Какой мерзкой скотиной оказался Хафез Амин. Передайте мой пламенный привет Бабраку Кармалю. Это же глыба. Матерый человечище.

Немедленно начинайте демонстрацию военной мощи на границах так называемой Польши. Как могло случиться, что пролетариат этой издревле русской провинции начал поднимать голову? Бить надо по ней серпом, товарищи, добивать молотом, а не садиться за стол переговоров с предателями интересов мирового пролетариата, стонущего под игом Фордов, Филипсов, Круппов, Арманов Хамеров и прочих беспринципных выродков человечества.

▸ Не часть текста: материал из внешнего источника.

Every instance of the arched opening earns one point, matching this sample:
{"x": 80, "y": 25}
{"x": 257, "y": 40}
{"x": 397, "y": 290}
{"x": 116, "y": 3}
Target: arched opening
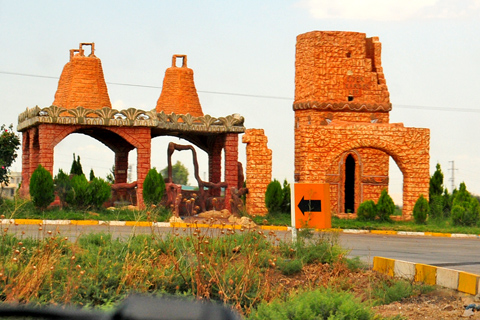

Кстати, не мешало бы, не откладывая дела в долгий ящик, уже сейчас позаботиться о том, чтобы ликвидация господ либералов во Франции и Голландии, где они будут со временем представлять для нас весьма опасную ввиду крушения амбиций и вспышек мелкобуржуазных обид СИЛУ, была поручена товарищам Вышинскому и Дзержинскому. Относительно приговоров у меня с ЦК не предвидится никаких разногласий.

Почему бы товарищу Буденному не подумать на досуге о использовании сексуальной революции в наших целях? Хватит отдавать ее на откуп монополиям. Порнография – не последнее оружие в борьбе народов за прогресс мирового хаоса. Что думает по этому поводу товарищ Пономарев? Он помнит, что мне регулярно недодают фосфора, сахара и делают все, чтобы я, потирая ручки, не засмеялся довольный?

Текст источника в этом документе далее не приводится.